A group of scientists are proposing cloud seeding on a massive scale on the Tibetan plateau to create more rain to flow into rivers in China’s arid north.
Other researchers, however, have cast doubts on the project saying it is likely to be doomed to failure.
Intensive cloud seeding in the skies above Tibet and the neighbouring region could create more than five billion cubic metres of water a year in rain to flow ultimately into the Yellow River, according to a feasibility study funded by the Qinghai provincial government. That would amount to nearly twice Beijing’s annual water consumption.
Wang Guangqian, the president of Qinghai University who heads the research project, was quoted as saying by the state-run news agency Xinhua: “Between the boundary layer and troposphere in the atmosphere exists a stable, orderly channel for water vapour transportation called ‘Sky River’,”
Planes and rockets would be used to intercept the passing vapour and seed it with chemicals to create rain, the report said.
China started diverting water from the Yangtze River in the wetter south of China to Beijing and other drier areas in the north two years ago.
The Qinghai scientists likened the “Sky River” project as the atmospheric counterpart to the water diversion project.
The Qinghai provincial government was quoted as saying that said would build large ground facilities at Sanjiangyuan and the Qilian and Kunlun mountains to help carry out the cloud seeding.
Wei Jiahua, a professor of hydrology at Qinghai University and a member of the project, said their first step was to launch a satellite to monitor the vapour flow in the atmosphere and chart water resources in the Tibetan region, Xinhua reported.
The data collected by the satellite would guide the launch of rockets in “medium and long range artificial rain implementation plans”, Wei said.
Other scientists, however, have expressed doubts about the plans.
Professor Luo Yong, a meteorologist at Tsinghua University in Beijing who has studied large-scale climate systems, said that if a “Sky River” existed above the Tibetan plateau it had not been mentioned in any textbooks.
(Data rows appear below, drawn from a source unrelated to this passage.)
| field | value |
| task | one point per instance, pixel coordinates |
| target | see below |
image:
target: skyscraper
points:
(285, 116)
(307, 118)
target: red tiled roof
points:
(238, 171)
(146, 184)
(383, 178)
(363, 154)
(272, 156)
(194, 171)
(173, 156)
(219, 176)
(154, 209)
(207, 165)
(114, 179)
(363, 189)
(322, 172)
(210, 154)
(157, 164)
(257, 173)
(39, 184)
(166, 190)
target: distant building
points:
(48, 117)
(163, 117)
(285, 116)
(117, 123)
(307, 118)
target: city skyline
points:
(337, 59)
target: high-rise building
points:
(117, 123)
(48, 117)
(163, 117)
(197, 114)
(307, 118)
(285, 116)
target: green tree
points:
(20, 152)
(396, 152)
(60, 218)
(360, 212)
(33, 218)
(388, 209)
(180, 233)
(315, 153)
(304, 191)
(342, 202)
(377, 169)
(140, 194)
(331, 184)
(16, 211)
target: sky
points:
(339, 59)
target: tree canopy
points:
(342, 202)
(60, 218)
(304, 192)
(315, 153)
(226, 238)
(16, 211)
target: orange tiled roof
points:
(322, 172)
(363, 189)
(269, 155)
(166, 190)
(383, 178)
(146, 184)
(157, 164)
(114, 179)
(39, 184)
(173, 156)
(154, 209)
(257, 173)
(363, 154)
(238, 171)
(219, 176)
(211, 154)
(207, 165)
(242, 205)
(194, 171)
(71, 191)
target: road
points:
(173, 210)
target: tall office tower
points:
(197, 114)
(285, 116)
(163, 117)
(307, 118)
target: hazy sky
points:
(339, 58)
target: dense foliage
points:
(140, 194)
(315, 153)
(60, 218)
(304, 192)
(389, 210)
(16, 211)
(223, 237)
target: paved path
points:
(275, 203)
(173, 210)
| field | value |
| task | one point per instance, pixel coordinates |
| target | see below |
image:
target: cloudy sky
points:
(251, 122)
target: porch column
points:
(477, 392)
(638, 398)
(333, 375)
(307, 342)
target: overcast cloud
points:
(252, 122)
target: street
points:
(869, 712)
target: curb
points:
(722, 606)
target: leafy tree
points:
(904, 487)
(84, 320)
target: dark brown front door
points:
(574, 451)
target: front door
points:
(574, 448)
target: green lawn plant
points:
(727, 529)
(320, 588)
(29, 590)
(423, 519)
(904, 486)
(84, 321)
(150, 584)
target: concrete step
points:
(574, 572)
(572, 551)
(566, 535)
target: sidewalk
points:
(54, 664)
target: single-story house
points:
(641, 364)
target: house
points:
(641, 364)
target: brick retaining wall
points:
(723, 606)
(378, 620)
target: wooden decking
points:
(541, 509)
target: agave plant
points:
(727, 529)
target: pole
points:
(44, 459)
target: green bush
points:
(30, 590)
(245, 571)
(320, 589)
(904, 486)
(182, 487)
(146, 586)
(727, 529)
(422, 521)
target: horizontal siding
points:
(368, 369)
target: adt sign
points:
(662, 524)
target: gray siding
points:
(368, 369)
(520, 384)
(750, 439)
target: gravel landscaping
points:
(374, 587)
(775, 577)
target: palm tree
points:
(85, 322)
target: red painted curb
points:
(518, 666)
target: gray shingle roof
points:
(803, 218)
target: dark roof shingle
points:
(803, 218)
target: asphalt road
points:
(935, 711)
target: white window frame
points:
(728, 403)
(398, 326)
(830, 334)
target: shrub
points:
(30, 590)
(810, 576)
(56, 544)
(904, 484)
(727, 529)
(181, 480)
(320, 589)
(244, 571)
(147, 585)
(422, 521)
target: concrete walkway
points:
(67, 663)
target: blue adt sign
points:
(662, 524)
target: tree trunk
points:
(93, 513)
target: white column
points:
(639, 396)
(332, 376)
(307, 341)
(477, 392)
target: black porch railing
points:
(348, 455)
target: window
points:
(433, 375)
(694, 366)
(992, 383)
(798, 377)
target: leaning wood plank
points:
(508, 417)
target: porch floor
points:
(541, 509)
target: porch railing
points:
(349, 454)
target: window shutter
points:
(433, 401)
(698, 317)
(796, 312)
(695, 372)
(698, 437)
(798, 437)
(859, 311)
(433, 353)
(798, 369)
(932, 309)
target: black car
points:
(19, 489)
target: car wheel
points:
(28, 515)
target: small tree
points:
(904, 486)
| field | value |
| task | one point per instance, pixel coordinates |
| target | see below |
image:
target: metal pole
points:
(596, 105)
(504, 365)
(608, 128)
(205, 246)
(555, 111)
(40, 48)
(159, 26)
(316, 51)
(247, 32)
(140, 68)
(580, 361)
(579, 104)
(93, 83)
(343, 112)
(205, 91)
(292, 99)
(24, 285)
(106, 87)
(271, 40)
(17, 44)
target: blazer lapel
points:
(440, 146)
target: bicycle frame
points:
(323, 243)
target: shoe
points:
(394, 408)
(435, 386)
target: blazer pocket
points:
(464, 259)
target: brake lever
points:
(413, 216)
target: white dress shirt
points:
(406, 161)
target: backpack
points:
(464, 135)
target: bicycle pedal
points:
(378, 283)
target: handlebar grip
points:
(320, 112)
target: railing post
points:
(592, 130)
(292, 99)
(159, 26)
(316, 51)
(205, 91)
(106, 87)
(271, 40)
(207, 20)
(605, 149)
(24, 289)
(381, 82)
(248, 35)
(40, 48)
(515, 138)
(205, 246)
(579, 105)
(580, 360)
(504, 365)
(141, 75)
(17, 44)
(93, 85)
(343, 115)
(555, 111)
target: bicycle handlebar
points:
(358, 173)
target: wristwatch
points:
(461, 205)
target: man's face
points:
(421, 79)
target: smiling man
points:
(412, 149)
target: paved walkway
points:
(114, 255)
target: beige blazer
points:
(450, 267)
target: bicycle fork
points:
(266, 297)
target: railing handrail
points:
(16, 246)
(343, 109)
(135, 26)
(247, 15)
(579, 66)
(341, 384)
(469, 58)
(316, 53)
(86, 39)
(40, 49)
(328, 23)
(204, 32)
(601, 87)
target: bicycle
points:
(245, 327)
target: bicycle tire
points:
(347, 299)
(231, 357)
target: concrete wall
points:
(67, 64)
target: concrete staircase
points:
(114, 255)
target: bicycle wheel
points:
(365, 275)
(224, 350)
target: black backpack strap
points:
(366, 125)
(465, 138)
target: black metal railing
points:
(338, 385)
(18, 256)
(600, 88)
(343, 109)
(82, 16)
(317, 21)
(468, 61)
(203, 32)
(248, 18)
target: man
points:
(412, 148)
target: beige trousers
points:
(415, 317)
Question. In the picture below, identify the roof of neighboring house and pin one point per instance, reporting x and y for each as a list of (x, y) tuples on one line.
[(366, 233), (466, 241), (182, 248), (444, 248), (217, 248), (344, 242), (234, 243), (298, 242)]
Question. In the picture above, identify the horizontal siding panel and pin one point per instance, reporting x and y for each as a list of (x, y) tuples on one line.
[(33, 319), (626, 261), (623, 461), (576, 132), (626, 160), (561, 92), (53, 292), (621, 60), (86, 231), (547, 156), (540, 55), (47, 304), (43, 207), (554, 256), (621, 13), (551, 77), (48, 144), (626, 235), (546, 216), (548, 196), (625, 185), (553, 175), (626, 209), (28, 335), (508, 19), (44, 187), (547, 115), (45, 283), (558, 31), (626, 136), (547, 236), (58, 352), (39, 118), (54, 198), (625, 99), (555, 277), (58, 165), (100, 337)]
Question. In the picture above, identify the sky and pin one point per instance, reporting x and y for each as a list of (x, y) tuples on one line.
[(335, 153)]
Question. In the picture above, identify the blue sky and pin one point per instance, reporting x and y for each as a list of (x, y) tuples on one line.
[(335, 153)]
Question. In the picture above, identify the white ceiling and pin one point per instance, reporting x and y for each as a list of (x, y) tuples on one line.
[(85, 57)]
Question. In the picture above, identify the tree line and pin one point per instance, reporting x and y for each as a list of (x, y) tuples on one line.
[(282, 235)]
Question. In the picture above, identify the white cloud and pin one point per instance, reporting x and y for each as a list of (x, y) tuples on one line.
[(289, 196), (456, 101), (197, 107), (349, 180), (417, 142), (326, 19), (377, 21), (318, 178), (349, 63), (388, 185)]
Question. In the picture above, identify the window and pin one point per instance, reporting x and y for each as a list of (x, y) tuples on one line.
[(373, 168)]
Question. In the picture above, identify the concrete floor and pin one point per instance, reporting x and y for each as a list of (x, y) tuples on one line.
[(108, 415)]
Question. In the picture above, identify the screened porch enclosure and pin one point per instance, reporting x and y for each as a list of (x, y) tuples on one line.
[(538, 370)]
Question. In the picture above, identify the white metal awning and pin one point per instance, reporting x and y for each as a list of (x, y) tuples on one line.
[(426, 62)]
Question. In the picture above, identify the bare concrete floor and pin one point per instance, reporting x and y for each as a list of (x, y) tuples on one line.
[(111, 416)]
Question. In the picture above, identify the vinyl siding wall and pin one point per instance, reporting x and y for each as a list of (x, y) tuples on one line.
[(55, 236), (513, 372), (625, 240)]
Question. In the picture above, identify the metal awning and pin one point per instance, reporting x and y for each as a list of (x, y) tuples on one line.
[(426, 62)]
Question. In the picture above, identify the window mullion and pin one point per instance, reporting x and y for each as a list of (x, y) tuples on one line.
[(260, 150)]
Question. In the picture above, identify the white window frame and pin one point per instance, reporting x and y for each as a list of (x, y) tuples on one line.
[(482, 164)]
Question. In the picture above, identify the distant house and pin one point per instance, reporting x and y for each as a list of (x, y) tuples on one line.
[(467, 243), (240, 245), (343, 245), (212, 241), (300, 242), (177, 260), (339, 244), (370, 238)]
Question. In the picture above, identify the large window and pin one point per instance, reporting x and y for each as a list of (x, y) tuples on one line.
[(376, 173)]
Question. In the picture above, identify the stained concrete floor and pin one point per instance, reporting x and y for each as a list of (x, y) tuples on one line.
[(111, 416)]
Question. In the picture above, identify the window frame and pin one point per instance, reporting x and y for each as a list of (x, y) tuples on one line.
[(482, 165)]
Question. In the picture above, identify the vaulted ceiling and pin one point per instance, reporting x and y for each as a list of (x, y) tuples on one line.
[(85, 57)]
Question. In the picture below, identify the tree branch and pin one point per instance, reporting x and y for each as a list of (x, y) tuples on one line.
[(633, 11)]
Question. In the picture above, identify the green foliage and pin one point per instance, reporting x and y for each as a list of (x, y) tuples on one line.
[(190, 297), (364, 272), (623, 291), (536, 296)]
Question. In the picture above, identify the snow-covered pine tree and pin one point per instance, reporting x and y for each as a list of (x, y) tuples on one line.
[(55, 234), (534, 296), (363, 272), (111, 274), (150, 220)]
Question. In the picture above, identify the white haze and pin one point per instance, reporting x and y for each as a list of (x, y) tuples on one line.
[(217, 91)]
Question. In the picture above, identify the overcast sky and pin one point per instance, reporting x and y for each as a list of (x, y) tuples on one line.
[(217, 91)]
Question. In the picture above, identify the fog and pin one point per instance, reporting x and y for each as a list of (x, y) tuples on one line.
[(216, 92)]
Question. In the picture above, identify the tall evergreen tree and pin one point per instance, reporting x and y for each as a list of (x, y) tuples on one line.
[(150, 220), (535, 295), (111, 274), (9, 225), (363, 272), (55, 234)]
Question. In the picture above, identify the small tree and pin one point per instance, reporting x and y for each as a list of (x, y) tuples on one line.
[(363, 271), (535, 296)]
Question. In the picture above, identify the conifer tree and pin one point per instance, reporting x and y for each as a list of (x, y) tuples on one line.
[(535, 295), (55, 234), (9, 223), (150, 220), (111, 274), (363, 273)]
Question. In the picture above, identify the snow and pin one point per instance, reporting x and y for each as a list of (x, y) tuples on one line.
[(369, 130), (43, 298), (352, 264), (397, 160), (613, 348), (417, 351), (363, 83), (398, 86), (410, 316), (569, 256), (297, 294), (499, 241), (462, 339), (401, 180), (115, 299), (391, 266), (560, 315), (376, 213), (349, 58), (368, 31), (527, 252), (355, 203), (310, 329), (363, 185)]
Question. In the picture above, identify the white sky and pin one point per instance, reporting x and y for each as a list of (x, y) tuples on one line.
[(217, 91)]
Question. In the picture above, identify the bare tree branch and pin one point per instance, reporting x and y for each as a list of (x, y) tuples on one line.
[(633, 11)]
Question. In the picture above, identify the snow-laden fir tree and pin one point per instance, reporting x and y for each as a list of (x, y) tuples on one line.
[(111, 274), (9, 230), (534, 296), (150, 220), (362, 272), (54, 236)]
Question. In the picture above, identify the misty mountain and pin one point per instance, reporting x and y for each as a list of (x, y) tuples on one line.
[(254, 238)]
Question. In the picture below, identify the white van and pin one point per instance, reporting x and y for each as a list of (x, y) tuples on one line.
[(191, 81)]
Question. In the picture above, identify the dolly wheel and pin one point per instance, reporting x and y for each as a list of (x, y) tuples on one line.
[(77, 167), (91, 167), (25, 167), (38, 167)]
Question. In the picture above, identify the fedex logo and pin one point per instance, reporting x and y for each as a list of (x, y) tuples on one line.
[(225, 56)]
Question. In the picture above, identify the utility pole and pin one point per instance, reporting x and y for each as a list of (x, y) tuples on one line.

Water vapour transportation changed and fluctuated constantly in the atmosphere and it was difficult to predict when and where it would occur, he said.
Luo also doubted if it were possible to carry out cloud seeding on such a scale as previous weather intervention efforts carried out in China have been limited to a small region over short timescales, such as ahead of the Apec meeting in Beijing two years ago.
Fang Hao, a researcher at the Beijing Municipal Research Institute of Environmental Protection who has studied artificial weather manipulation, said the Qinghai project team might not even understand how rain is formed.
Rainfall does not come out of blue, said Fang. It needed many specific conditions, such as the meeting of cold, dry and warm, humid air, which could not be created by human efforts.
Cloud seeding would only work under certain favourable conditions and in most cases it could not increase natural rainfall by more than 10 per cent, Fang said.
A rocket could also only spray could seeding chemicals to induce rain in an area up to a few square metres at an altitude of between 3,000 to 5,000 metres, he added. To create massive rainfall over a large region throughout the year would require so many rockets or planes, the cost would go beyond imagination, he said.
“In short, it won’t happen,” Fang said.
Han Jianhua, the Deputy Governor of Qinghai, said the Sky River project ranked top in the province’s five-year plan, Xinhua reported.
Initial funding for the purchase of cloud seeding planes and other hardware had already been approved, he was quoted as saying.
An official at China Meteorological Administration in charge of artificial weather intervention said the Sky River project had no input from the central government.
“It’s just the idea of Qinghai province,” he said.
The research team at Qinghai University could not be reached for comment.